Breathing may become difficult in some places. Several other major cities are affected, including Mumbai on the Indian Ocean coast. It is therefore a direct consequence of the firing of firecrackers that accompany this Diwali festival, the most important of the Hindu festivals. It’s a bit like Christmas in the West. As Diwali celebrates the lights, the victory of good over evil, Indians are used to setting off fireworks and launching firecrackers in astronomical quantities.

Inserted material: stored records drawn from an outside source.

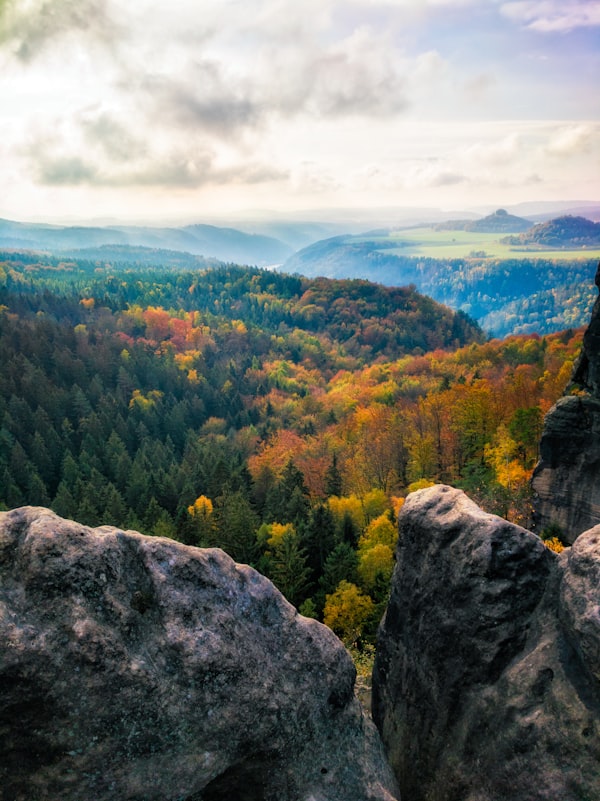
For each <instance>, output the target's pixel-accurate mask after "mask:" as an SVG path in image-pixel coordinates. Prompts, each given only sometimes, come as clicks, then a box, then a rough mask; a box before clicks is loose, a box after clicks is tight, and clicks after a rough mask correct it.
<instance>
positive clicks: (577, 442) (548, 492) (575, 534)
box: [532, 264, 600, 543]
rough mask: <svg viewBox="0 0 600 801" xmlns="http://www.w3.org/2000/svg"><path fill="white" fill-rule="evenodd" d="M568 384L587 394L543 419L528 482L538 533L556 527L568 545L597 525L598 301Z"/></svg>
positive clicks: (565, 402) (598, 315)
mask: <svg viewBox="0 0 600 801" xmlns="http://www.w3.org/2000/svg"><path fill="white" fill-rule="evenodd" d="M595 281H596V286H598V287H600V264H599V265H598V270H597V272H596V279H595ZM572 380H573V382H574V383H575V384H577V385H578V386H579V388H580V390H583V392H584V393H585V394H583V395H581V394H580V395H568V396H566V397H563V398H561V399H560V400H559V401H558V403H557V404H556V405H555V406H553V407H552V409H551V410H550V411H549V412H548V414H547V415H546V418H545V420H544V431H543V434H542V440H541V443H540V461H539V462H538V464H537V466H536V468H535V471H534V474H533V480H532V486H533V489H534V493H535V503H534V507H535V514H534V520H535V529H536V531H542V530H543V529H545V528H547V527H548V526H550V525H552V524H555V525H558V526H559V527H560V529H561V538H562V539H563V541H564V542H567V543H573V542H574V541H575V539H576V538H577V537H578V535H579V534H581V532H582V531H586V530H587V529H589V528H592V527H593V526H596V525H598V524H599V523H600V297H599V298H598V299H597V300H596V303H595V305H594V308H593V310H592V317H591V320H590V323H589V325H588V328H587V330H586V332H585V334H584V338H583V348H582V351H581V354H580V355H579V358H578V359H577V362H576V363H575V365H574V367H573V375H572Z"/></svg>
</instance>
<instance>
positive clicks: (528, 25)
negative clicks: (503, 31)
mask: <svg viewBox="0 0 600 801" xmlns="http://www.w3.org/2000/svg"><path fill="white" fill-rule="evenodd" d="M500 10H501V12H502V14H504V15H505V16H506V17H508V18H509V19H512V20H514V21H515V22H518V23H520V24H522V25H524V26H526V27H527V28H530V29H531V30H534V31H538V32H540V33H567V32H569V31H572V30H575V29H576V28H587V27H595V26H599V25H600V2H598V0H521V1H520V2H510V3H504V4H503V5H502V6H501V7H500Z"/></svg>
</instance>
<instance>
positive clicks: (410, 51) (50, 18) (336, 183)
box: [0, 0, 600, 222]
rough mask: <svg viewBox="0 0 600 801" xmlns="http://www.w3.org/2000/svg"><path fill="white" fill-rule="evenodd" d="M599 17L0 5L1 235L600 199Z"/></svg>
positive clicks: (324, 5) (108, 0)
mask: <svg viewBox="0 0 600 801" xmlns="http://www.w3.org/2000/svg"><path fill="white" fill-rule="evenodd" d="M599 43H600V2H599V1H597V0H519V1H516V0H514V1H513V0H355V1H350V2H348V1H347V0H344V1H342V0H171V2H168V3H167V2H164V0H163V2H160V1H159V0H156V1H154V0H0V67H1V77H0V86H1V103H0V124H1V135H0V216H1V217H7V218H11V219H21V220H34V219H35V220H52V221H55V220H61V219H64V220H67V219H68V220H73V219H77V218H82V219H83V218H101V217H115V218H126V219H130V220H133V219H138V220H141V219H147V220H151V219H155V220H160V219H176V218H178V217H179V218H182V219H186V220H196V221H199V222H200V221H202V219H204V218H206V217H208V216H211V215H213V214H215V213H223V214H231V215H235V214H237V213H239V212H240V211H241V210H245V209H273V210H280V211H285V210H303V209H316V208H327V207H333V206H335V207H371V206H373V207H383V206H414V205H420V206H432V207H438V208H446V209H466V208H473V207H476V206H481V205H482V204H492V205H494V206H503V205H510V204H513V203H518V202H521V201H528V200H540V199H541V200H552V199H558V200H563V199H565V200H571V199H572V200H597V199H599V196H600V192H599V191H598V187H599V186H600V183H599V179H600V130H599V129H600V122H599V120H600V117H599V111H600V91H599V76H600V46H599Z"/></svg>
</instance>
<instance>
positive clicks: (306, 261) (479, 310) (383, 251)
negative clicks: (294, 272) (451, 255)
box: [284, 223, 598, 337]
mask: <svg viewBox="0 0 600 801" xmlns="http://www.w3.org/2000/svg"><path fill="white" fill-rule="evenodd" d="M590 225H593V223H590ZM401 235H402V231H400V232H398V238H397V239H394V238H391V237H390V236H389V232H384V233H383V234H382V235H381V236H378V235H377V232H373V234H372V235H371V236H369V235H366V234H365V235H363V236H356V237H350V236H342V237H335V238H332V239H328V240H323V241H321V242H316V243H315V244H313V245H310V246H309V247H307V248H304V249H303V250H301V251H299V252H298V253H295V254H294V256H292V257H291V258H290V259H288V261H287V262H286V263H285V265H284V268H285V269H286V270H288V271H291V272H295V271H297V272H300V273H302V274H304V275H328V276H335V277H338V278H353V277H364V276H365V275H368V276H369V277H370V278H371V279H372V280H374V281H380V282H381V283H384V284H386V285H389V286H398V285H413V286H415V287H416V288H417V289H418V291H419V292H422V293H424V294H425V295H427V296H429V297H431V298H434V299H435V300H437V301H438V302H439V303H445V304H447V305H448V306H450V307H451V308H453V309H461V310H463V311H464V312H466V313H467V314H468V315H469V316H470V317H472V318H473V319H475V320H476V321H477V322H478V323H479V325H480V326H481V328H482V329H483V330H484V331H485V332H486V333H488V334H489V335H491V336H496V337H504V336H508V335H509V334H529V333H538V334H549V333H552V332H556V331H561V330H564V329H566V328H571V327H578V326H581V325H585V324H586V323H587V321H588V319H589V315H590V311H591V308H592V304H593V302H594V297H595V290H594V286H593V281H592V280H590V276H593V275H594V272H595V268H596V263H597V260H598V259H597V256H594V254H593V253H590V254H589V255H586V256H584V255H583V254H582V256H581V258H567V257H566V255H565V257H564V258H554V257H550V255H549V254H548V253H543V252H539V253H536V254H532V253H527V252H524V245H522V246H521V248H522V249H521V252H517V251H516V250H515V252H514V253H508V254H504V255H494V254H493V253H492V254H490V253H487V252H486V249H487V248H489V245H482V246H481V247H483V248H484V249H483V250H481V249H480V248H475V249H474V250H472V251H471V253H470V255H469V256H468V257H464V258H463V257H461V258H454V257H444V258H433V257H431V256H427V255H419V256H417V255H413V254H411V253H410V247H409V245H410V244H411V243H410V242H408V240H407V243H406V249H407V250H408V251H409V252H408V253H404V252H402V251H403V245H402V241H401V240H402V237H401ZM448 236H450V234H448ZM449 246H450V244H449V243H447V244H446V247H449ZM440 250H442V248H440ZM583 253H585V251H583Z"/></svg>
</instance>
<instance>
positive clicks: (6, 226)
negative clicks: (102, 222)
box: [0, 220, 293, 267]
mask: <svg viewBox="0 0 600 801" xmlns="http://www.w3.org/2000/svg"><path fill="white" fill-rule="evenodd" d="M107 245H110V246H121V247H126V246H129V247H145V248H155V249H160V250H171V251H185V252H187V253H190V254H192V255H195V256H205V257H212V258H216V259H219V260H220V261H228V262H235V263H237V264H250V265H256V266H259V267H265V266H268V265H271V264H279V263H281V262H282V261H285V259H286V258H288V256H290V255H291V254H292V253H293V248H292V247H290V245H288V244H286V243H285V242H282V241H281V240H280V239H276V238H275V237H271V236H265V235H262V234H250V233H245V232H243V231H239V230H237V229H235V228H220V227H217V226H215V225H200V224H198V225H187V226H184V227H181V228H152V227H145V226H108V227H95V226H51V225H43V224H38V223H19V222H13V221H11V220H0V247H1V248H15V249H30V250H42V251H52V252H63V253H73V252H74V251H81V250H84V249H88V248H98V247H103V246H107Z"/></svg>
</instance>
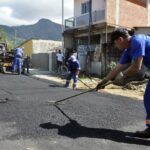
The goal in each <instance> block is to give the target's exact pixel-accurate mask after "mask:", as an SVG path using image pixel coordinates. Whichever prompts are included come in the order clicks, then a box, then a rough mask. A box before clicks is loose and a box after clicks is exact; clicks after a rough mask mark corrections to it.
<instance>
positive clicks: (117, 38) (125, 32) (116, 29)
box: [111, 28, 129, 44]
mask: <svg viewBox="0 0 150 150" xmlns="http://www.w3.org/2000/svg"><path fill="white" fill-rule="evenodd" d="M128 36H129V33H128V30H127V29H126V28H117V29H116V30H115V31H113V32H112V34H111V44H114V41H115V40H116V39H118V38H119V37H124V38H126V37H128Z"/></svg>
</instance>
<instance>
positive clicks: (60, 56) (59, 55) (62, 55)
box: [56, 50, 64, 74]
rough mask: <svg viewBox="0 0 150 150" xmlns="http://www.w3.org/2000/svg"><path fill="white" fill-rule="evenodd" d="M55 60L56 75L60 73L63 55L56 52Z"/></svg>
mask: <svg viewBox="0 0 150 150" xmlns="http://www.w3.org/2000/svg"><path fill="white" fill-rule="evenodd" d="M56 60H57V73H60V74H61V73H62V66H63V60H64V54H63V53H62V52H61V50H58V52H57V53H56Z"/></svg>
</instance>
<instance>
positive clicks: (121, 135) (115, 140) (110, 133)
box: [40, 120, 150, 146]
mask: <svg viewBox="0 0 150 150" xmlns="http://www.w3.org/2000/svg"><path fill="white" fill-rule="evenodd" d="M40 127H42V128H44V129H57V130H58V134H59V135H62V136H67V137H70V138H73V139H75V138H79V137H89V138H100V139H107V140H111V141H115V142H120V143H128V144H138V145H145V146H150V141H149V140H146V139H138V138H135V137H134V134H133V133H132V132H124V131H119V130H113V129H104V128H89V127H85V126H82V125H80V124H79V123H78V122H76V121H75V120H70V122H69V123H67V124H65V125H63V126H60V125H57V124H53V123H51V122H48V123H44V124H41V125H40Z"/></svg>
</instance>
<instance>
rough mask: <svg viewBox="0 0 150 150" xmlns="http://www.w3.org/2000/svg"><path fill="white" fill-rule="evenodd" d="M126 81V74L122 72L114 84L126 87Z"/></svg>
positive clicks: (115, 80) (116, 78) (119, 75)
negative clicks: (125, 85) (125, 80)
mask: <svg viewBox="0 0 150 150" xmlns="http://www.w3.org/2000/svg"><path fill="white" fill-rule="evenodd" d="M124 79H125V78H124V74H123V73H122V72H119V73H118V75H117V77H116V78H115V81H114V84H115V85H119V86H121V85H124V83H125V80H124Z"/></svg>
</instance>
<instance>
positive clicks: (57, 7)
mask: <svg viewBox="0 0 150 150" xmlns="http://www.w3.org/2000/svg"><path fill="white" fill-rule="evenodd" d="M61 15H62V0H42V1H37V0H0V20H2V21H3V22H1V24H5V23H7V24H8V25H17V24H22V23H24V24H30V23H33V22H36V21H38V20H39V19H41V18H48V19H50V20H52V21H55V22H58V23H61ZM72 16H73V0H64V17H65V18H67V17H72ZM8 19H9V20H8ZM19 22H20V23H19Z"/></svg>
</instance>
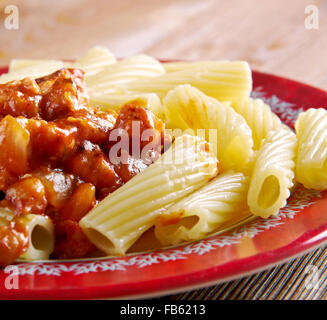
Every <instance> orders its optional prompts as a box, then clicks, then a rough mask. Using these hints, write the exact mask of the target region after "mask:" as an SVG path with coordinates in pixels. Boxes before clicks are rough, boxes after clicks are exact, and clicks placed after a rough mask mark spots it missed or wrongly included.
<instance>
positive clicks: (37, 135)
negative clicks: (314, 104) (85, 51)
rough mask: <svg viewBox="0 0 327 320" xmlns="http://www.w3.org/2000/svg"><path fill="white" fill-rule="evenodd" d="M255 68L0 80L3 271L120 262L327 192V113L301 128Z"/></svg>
mask: <svg viewBox="0 0 327 320" xmlns="http://www.w3.org/2000/svg"><path fill="white" fill-rule="evenodd" d="M251 90H252V75H251V70H250V67H249V65H248V63H247V62H245V61H200V62H167V63H160V62H159V61H157V60H156V59H154V58H152V57H150V56H147V55H137V56H133V57H131V58H127V59H124V60H119V61H117V60H116V59H115V57H114V55H113V54H112V53H111V52H110V51H109V50H108V49H106V48H103V47H95V48H92V49H90V50H89V51H88V52H87V53H86V54H84V55H83V56H82V57H80V58H79V59H77V60H76V61H75V62H64V61H60V60H24V59H16V60H12V61H11V64H10V67H9V72H8V73H7V74H4V75H2V76H0V266H6V265H8V264H11V263H14V262H15V261H17V260H19V261H20V260H25V261H27V260H46V259H50V258H51V259H77V258H84V257H98V256H104V255H105V256H121V255H125V254H126V253H129V252H137V251H140V250H150V249H153V248H160V247H165V246H170V245H177V244H180V243H183V242H187V241H194V240H199V239H202V238H204V237H207V236H209V235H210V234H212V233H214V232H217V231H219V230H221V229H222V228H224V227H225V226H228V225H231V224H233V223H234V222H236V221H240V220H242V219H244V218H246V217H248V216H250V215H251V216H260V217H262V218H267V217H270V216H271V215H276V214H278V212H279V210H280V209H281V208H283V207H284V206H285V205H286V203H287V199H288V198H289V197H290V195H291V192H292V188H293V186H294V185H295V184H296V183H300V184H303V185H304V187H306V188H309V189H316V190H325V189H327V130H326V129H325V128H326V125H327V111H326V110H325V109H323V108H319V109H313V108H311V109H308V110H307V111H305V112H302V113H301V114H300V115H299V117H298V119H297V121H296V124H295V131H293V129H292V128H289V127H288V126H286V125H285V124H283V123H282V122H281V120H280V119H279V118H278V116H277V115H275V114H274V113H273V112H272V111H271V108H270V106H269V105H267V104H266V103H265V102H264V101H263V100H261V99H253V98H251V96H250V94H251Z"/></svg>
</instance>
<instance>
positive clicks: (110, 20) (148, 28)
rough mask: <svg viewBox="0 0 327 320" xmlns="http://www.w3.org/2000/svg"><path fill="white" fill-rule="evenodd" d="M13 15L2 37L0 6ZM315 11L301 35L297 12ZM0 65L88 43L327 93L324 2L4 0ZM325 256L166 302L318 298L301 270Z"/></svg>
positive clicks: (0, 33)
mask: <svg viewBox="0 0 327 320" xmlns="http://www.w3.org/2000/svg"><path fill="white" fill-rule="evenodd" d="M8 4H14V5H17V7H18V9H19V14H20V16H19V18H20V19H19V29H18V30H6V29H5V26H4V21H5V18H6V14H5V12H4V8H5V6H6V5H8ZM309 4H311V5H316V6H317V8H318V9H319V28H318V29H307V28H306V25H305V19H306V14H305V8H306V6H307V5H309ZM0 42H1V47H0V65H6V64H8V62H9V61H10V59H12V58H69V59H71V58H74V57H77V56H79V55H80V54H81V53H83V52H85V51H86V50H87V49H88V48H90V47H91V46H94V45H105V46H108V47H109V48H110V49H111V50H112V51H113V52H114V53H115V54H116V55H117V56H118V57H125V56H130V55H133V54H136V53H140V52H144V53H147V54H150V55H153V56H155V57H157V58H165V59H175V58H177V59H243V60H247V61H249V63H250V64H251V67H252V68H254V69H258V70H261V71H267V72H270V73H275V74H279V75H283V76H286V77H289V78H293V79H296V80H300V81H303V82H307V83H309V84H311V85H314V86H317V87H320V88H322V89H326V90H327V1H324V0H321V1H319V0H316V1H315V0H310V1H308V0H288V1H285V0H274V1H271V0H246V1H245V0H138V1H135V0H134V1H133V0H119V1H117V0H115V1H113V0H112V1H108V0H102V1H91V0H65V1H64V0H62V1H52V0H28V1H24V0H9V1H6V0H2V1H1V2H0ZM326 254H327V251H326V250H323V249H319V250H316V251H314V252H311V253H309V254H308V255H306V256H304V257H302V258H299V259H296V260H294V261H291V262H290V263H287V264H284V265H281V266H278V267H276V268H273V269H271V270H268V271H266V272H262V273H259V274H255V275H253V276H250V277H246V278H243V279H240V280H237V281H232V282H228V283H225V284H222V285H218V286H214V287H210V288H207V289H203V290H196V291H191V292H186V293H183V294H179V295H174V296H170V298H171V299H325V298H326V297H327V293H326V290H327V281H326V282H324V283H325V284H324V285H322V286H320V288H319V289H318V290H315V291H313V290H307V289H305V288H304V286H303V278H304V274H303V269H304V267H305V266H306V265H307V264H313V265H315V266H317V267H318V268H319V269H320V270H321V275H322V277H327V272H325V269H326V268H325V259H326Z"/></svg>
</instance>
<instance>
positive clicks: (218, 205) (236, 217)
mask: <svg viewBox="0 0 327 320" xmlns="http://www.w3.org/2000/svg"><path fill="white" fill-rule="evenodd" d="M247 192H248V177H246V176H244V174H243V173H240V172H237V173H235V172H232V171H229V172H226V173H223V174H220V175H219V176H218V177H216V178H215V179H213V180H212V181H210V182H209V183H208V184H206V185H204V186H203V187H202V188H201V189H200V190H197V191H195V192H193V193H192V194H190V195H189V196H187V197H185V198H183V199H182V200H180V201H179V202H177V203H176V204H175V205H173V206H172V207H170V208H168V209H167V210H165V211H163V212H162V214H161V215H160V216H159V217H158V218H157V222H156V225H155V235H156V236H157V238H158V239H159V241H160V242H161V243H162V244H163V245H173V244H178V243H181V242H184V241H192V240H198V239H201V238H204V237H205V236H207V235H208V234H210V233H212V232H213V231H215V230H217V229H218V227H219V226H221V225H222V224H226V223H227V222H231V221H233V220H234V221H237V220H238V219H241V218H244V217H245V216H248V215H249V214H250V212H249V209H248V207H247V201H246V198H247Z"/></svg>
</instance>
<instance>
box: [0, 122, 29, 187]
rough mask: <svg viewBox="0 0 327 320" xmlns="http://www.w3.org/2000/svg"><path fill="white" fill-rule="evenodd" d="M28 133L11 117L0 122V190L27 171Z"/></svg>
mask: <svg viewBox="0 0 327 320" xmlns="http://www.w3.org/2000/svg"><path fill="white" fill-rule="evenodd" d="M29 141H30V134H29V132H28V131H27V130H26V129H25V128H24V127H23V126H22V125H21V124H19V122H18V121H17V120H16V118H13V117H12V116H6V117H5V118H3V119H2V120H1V122H0V169H1V171H0V176H1V177H0V190H4V191H5V190H6V189H7V187H8V183H10V182H13V181H14V180H15V177H16V178H17V176H19V175H22V174H24V173H26V172H27V170H28V156H29Z"/></svg>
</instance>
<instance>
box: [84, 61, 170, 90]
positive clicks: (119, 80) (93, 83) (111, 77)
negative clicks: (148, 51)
mask: <svg viewBox="0 0 327 320" xmlns="http://www.w3.org/2000/svg"><path fill="white" fill-rule="evenodd" d="M164 73H165V69H164V68H163V66H162V65H161V63H160V62H159V61H157V60H155V59H154V58H152V57H150V56H147V55H137V56H133V57H131V58H128V59H124V60H121V61H119V62H117V63H115V64H111V65H109V66H107V67H105V68H104V69H103V70H102V71H101V72H99V73H97V74H95V75H94V76H90V77H87V78H86V79H85V81H86V85H87V87H88V90H89V92H90V94H103V93H117V91H118V92H121V90H122V89H121V87H122V86H123V85H126V84H127V83H129V82H133V81H141V80H143V79H149V78H150V79H151V78H154V77H158V76H160V75H162V74H164Z"/></svg>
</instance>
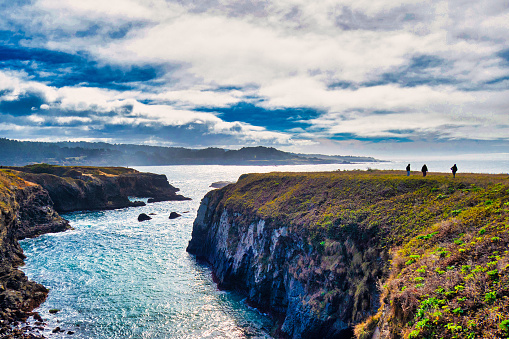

And the official prohibitions do not change anything: the municipality of New Delhi had, this year again, refused to authorize the sale of firecrackers, under penalty of six months of prison. It didn’t stop anything.

However, the situation seemed a little better in recent days with pollution levels at their lowest in four years in New Delhi. Because there’s a bit of wind, and then the cold air that flattens the particles on the ground hasn’t arrived yet. It was still 29 today in the Indian capital. Often the Diwali festival falls a little later in the year, rather at the beginning of November; it is then colder and the pollution effect is increased. Nevertheless, the levels recorded on October 25 show that pollution can skyrocket at any moment. With the combination, in this case, of several factors: smoke from firecrackers, automobile pollution (nearly 12 million vehicles in New Delhi), industrial emissions (a coal-fired power station near the city) and the burning traditionally in this season by the farmers of the surrounding countryside. According to a study by the scientific journal Lancet published two years ago, air pollution caused, in 2019 alone, the death of 17,500 deaths per year in New Delhi.

The Indian Prime Minister, he had chosen to escape pollution to celebrate Diwali: Narendra Modi went to altitude, in the valley of the Kargil glaciers. A symbolic place to flatter Indian nationalism: it was there, in the very north of the country, in the Kashmir region, at an altitude of 5,000 meters, that India won a military victory 20 years ago against its neighbor Pakistan. Far from the mists of New Delhi, under the radiant sun of the Himalayas, Narendra Modi, in military uniform, sunglasses and a ranger’s hat, went to meet the soldiers who guard the valley. The Indian Prime Minister also took the opportunity to welcome the appointment of his new British counterpart of Indian origin, Rishi Sunak, whose grandmother had emigrated from Punjab. The fact that this appointment occurred on Diwali day is also interpreted today by many Indians as a sign and revenge against the former British colonizer.